Thank you, Analog, for including “The Underappreciation of Danny White” by David Ebenbach. Earth has been taken over by Overdominators, aliens that “…float a few inches off the ground, looking kind of like mustard-colored, king-sized blankets glowing and roiling in the wind.” The lives of human beings have become painfully grim. Ebenbach’s tale recounts a bizarre and dangerous Thanksgiving dinner with humans and Overdominators and… NFL football. I should tell you more, but honestly, I don’t want to. This one is memorable. Definitely recommended.

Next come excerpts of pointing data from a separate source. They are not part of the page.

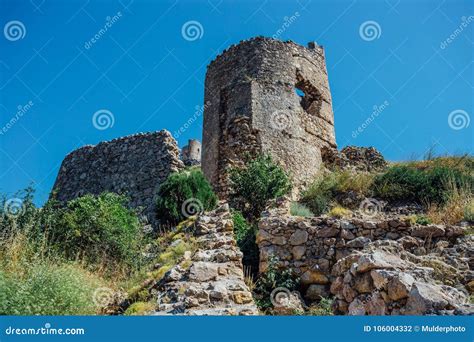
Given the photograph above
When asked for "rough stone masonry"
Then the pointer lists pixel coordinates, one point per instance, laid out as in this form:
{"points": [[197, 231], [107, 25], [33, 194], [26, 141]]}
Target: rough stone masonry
{"points": [[267, 96], [134, 165]]}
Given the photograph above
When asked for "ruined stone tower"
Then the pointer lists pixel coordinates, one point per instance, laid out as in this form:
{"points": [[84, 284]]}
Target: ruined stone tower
{"points": [[267, 96]]}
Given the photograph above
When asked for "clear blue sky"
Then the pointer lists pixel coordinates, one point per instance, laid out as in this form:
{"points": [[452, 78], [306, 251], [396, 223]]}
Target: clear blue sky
{"points": [[144, 71]]}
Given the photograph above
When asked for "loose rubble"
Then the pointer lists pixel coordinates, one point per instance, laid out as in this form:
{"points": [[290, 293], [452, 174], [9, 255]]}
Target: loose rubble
{"points": [[213, 283]]}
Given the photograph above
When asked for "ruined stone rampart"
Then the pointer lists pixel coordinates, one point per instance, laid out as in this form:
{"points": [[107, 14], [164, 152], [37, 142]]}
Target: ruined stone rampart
{"points": [[134, 165], [267, 96]]}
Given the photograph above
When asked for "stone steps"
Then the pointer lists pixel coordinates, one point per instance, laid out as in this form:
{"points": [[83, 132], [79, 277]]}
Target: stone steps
{"points": [[214, 282]]}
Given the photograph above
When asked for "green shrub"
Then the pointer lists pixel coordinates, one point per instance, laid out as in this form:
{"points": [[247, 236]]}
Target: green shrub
{"points": [[339, 212], [258, 181], [323, 308], [298, 209], [98, 230], [184, 194], [46, 288], [273, 278], [245, 235], [430, 185]]}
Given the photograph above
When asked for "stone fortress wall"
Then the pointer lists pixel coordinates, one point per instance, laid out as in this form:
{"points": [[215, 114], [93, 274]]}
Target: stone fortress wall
{"points": [[265, 95], [372, 265], [134, 165]]}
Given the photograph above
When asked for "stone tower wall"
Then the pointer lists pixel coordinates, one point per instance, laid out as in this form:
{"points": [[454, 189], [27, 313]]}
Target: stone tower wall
{"points": [[134, 165], [252, 106], [191, 153]]}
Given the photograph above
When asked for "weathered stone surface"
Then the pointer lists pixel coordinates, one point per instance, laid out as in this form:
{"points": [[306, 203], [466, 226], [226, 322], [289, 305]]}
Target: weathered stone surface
{"points": [[354, 158], [191, 153], [433, 230], [213, 283], [251, 107], [394, 285], [314, 277], [134, 165], [359, 242], [316, 292], [399, 286], [375, 267]]}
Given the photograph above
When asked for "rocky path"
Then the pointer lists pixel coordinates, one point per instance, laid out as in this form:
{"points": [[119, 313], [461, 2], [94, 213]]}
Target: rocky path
{"points": [[213, 284]]}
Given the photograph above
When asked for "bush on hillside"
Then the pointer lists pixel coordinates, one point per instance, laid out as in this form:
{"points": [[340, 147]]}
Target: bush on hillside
{"points": [[245, 235], [259, 181], [330, 187], [45, 288], [424, 186], [184, 194], [271, 279]]}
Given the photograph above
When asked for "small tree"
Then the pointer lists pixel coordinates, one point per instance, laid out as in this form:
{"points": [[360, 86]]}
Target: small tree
{"points": [[259, 181], [184, 194]]}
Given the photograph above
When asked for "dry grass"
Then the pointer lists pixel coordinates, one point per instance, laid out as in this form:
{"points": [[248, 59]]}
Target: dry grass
{"points": [[459, 207], [248, 278]]}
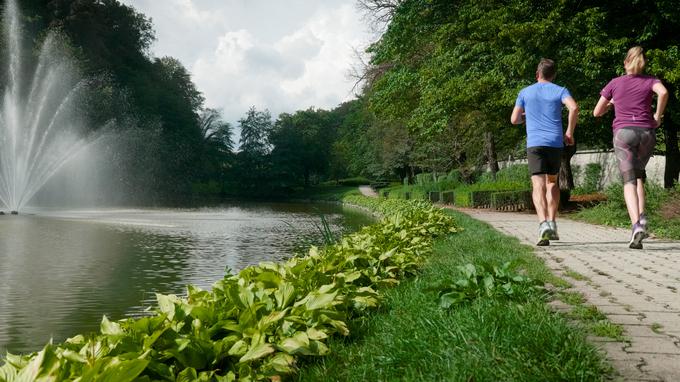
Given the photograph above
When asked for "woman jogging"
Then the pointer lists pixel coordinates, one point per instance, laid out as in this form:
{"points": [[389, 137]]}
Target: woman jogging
{"points": [[634, 127]]}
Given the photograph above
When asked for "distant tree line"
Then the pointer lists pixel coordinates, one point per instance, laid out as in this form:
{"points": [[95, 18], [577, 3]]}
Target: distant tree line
{"points": [[436, 92]]}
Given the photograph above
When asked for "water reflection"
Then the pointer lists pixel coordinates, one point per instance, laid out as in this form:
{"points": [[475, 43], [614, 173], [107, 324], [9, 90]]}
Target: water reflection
{"points": [[60, 271]]}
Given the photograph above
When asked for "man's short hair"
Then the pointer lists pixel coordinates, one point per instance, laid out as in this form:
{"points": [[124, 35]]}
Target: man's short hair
{"points": [[546, 69]]}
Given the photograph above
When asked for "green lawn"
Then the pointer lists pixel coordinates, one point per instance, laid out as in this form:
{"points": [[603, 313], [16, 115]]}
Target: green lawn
{"points": [[489, 339]]}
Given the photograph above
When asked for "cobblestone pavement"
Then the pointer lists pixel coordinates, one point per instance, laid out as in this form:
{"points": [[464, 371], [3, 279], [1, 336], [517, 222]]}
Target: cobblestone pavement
{"points": [[637, 289]]}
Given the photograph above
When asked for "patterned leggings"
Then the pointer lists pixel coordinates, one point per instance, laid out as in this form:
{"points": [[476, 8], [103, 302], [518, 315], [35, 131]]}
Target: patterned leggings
{"points": [[633, 147]]}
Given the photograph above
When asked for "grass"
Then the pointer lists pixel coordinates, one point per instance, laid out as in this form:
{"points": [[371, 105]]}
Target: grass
{"points": [[663, 209], [412, 339]]}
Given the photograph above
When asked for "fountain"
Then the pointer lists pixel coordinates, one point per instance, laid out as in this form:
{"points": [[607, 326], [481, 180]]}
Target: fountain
{"points": [[42, 124]]}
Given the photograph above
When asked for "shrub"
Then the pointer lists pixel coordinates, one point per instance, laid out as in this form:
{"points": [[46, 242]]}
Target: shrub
{"points": [[356, 181], [516, 173], [511, 200], [252, 325]]}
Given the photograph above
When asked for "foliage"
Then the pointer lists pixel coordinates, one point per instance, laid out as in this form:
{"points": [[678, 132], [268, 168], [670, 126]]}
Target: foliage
{"points": [[253, 325], [489, 281], [592, 179], [356, 181], [411, 338], [518, 173]]}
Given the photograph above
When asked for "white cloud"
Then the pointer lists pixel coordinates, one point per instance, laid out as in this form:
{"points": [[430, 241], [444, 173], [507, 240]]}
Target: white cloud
{"points": [[280, 55]]}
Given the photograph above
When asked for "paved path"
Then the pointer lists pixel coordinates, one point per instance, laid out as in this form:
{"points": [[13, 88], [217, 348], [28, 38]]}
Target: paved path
{"points": [[638, 289]]}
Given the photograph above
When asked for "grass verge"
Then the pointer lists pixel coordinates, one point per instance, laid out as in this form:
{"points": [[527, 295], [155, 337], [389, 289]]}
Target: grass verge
{"points": [[411, 338], [662, 207]]}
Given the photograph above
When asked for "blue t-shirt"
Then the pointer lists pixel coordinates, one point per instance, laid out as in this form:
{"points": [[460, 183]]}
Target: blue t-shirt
{"points": [[542, 104]]}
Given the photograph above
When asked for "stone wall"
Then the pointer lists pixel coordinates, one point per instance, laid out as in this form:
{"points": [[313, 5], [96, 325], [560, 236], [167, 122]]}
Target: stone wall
{"points": [[610, 167]]}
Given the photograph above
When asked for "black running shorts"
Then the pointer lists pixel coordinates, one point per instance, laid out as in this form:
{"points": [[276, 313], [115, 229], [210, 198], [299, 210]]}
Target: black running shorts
{"points": [[544, 160]]}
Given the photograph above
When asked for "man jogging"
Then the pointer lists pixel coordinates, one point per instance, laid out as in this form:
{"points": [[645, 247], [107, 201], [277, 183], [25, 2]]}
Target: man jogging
{"points": [[541, 103]]}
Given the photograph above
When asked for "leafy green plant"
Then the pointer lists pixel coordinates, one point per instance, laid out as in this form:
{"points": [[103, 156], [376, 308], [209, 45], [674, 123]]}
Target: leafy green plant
{"points": [[487, 281], [256, 324]]}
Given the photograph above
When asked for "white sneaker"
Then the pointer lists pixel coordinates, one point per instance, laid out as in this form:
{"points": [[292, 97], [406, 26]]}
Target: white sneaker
{"points": [[544, 233]]}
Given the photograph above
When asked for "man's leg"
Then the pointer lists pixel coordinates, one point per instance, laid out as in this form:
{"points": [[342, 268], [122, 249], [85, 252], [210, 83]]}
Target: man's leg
{"points": [[538, 194], [552, 197]]}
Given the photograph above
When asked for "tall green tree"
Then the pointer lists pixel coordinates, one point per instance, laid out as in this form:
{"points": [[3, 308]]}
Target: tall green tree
{"points": [[252, 167]]}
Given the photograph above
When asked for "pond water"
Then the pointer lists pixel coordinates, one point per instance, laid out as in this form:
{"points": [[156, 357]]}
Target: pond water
{"points": [[60, 271]]}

And at this point Analog throws me atop that recommend/not recommend fence again with “Chalice” by James L. Cambias. Similar to “Mammoth,” the setting and plot are interesting, the characters are interesting, and the writing is topnotch. It’s just that the surprise ending was unsatisfying to me, not so much because of what happened, but who did it. In this story, two thieves (Devica and Ispatica) are hired by a third (Mukade) to steal tech from an asteroid that is heavily guarded, infested with invasive nanobots, and under quarantine. Mukade’s motive is interesting. The three have very satisfyingly different personalities and speech patterns, and their time on the asteroid is tense and reminiscent (to me at least) of many “alien infestation” movies. I think my hesitation here is unfair. This is a good story. Recommended.

And finally we have “The Pirates of Pan,” a novelette by James Dick. Does Analog always save the best for last? This oh-so-Heinleinian story won my admiration. In it, a young Fire Control Officer aboard a trader spaceship declines to fire upon pirates engaging the spacecraft. The pirates board, but what they steal puzzles him. Back home, his wife solves the puzzle, and the conclusion she draws leads them and many of their trader colleagues on a radically different path in life. Strongly recommended.